9 Demerits (negative implications) of Technology transfer
- It leads to technological unemployment. This is because it usually tends to be capital intensive yet developing countries are labour abundant. The machines replace labour hence unemployment.
- It leads to emergence of private foreign monopolies. Dependence on technology transfer through multi-national corporations can easily lead to creation of monopoly tendencies. This increases consumer exploitation as private foreign monopolies restrict output and charge high prices with the aim of maximizing profits.
- It leads to rural -urban migration. Transfer of technology is usually concentrated in urban areas. This attracts people from rural areas due to better services resulting from the use of better technology hence rural urban migration and its negative consequences.
- It discourages local initiatives and the, development of appropriate technology. This is because the local investors tend to lose the creativity and copy the expensive foreign technology. This undermines the development of the local small scale industries with limited capital.
- It promotes income inequalities in the economy.
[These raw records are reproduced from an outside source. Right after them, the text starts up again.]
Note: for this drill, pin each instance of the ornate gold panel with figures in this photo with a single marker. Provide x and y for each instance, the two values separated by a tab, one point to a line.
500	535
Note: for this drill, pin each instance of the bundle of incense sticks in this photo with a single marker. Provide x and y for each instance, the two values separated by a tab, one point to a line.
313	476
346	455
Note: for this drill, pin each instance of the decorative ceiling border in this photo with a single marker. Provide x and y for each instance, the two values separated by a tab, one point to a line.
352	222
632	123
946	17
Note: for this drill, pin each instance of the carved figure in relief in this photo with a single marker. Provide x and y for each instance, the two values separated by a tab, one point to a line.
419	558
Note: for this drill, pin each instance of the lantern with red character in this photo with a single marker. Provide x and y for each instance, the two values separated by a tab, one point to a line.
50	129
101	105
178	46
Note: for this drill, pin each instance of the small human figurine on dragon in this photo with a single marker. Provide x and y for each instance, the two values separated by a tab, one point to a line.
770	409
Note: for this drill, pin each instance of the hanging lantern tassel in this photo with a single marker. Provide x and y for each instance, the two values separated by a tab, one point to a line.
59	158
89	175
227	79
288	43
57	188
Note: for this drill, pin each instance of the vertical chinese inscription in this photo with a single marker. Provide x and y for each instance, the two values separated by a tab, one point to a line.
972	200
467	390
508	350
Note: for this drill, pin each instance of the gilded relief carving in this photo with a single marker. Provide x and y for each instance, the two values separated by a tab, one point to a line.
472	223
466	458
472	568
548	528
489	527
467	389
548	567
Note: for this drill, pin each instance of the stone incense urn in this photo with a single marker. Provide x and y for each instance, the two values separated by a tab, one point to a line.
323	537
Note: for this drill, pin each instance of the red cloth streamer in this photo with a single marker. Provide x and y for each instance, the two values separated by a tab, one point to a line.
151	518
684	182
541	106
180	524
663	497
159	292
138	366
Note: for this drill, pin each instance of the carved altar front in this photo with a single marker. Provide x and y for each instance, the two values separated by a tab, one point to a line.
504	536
Dependence on imported technology provides employment to only a few urban skilled individuals there by leading to income, inequality, For example computer experts.
- It leads to unfavorable balance of payments in the economy. Technology transfer consumes the scarce foreign exchange and it leads to continuous importation of spare parts from developed countries. This forces developing countries to borrow externally hence increasing foreign exchange outflow in form debt repayment.
- It leads to profit repatriation. Technology transfer by foreign investors encourages profit repatriation as foreign investors take back the profits made to their home countries instead of re- investing them in the countries where they operate. This leads to low capital accumulation in the economy.
- It leads to over dependence of the economy on developed countries. This is in form of continued Importation of spare parts and expatriates from developed countries. This increases foreign dominance and control of the economy in terms of resources and economic decisions through direct economic dependence.
- It leads to over exploitation of resources. This is because private foreign investors may take advantage of the imported efficient technology to exploit the resources with the aim of maximizing profits. This in the long run leads to negative externalities like environmental degradation and depletion of natural resources hence failure of the economy to be self-sustaining in the long-run.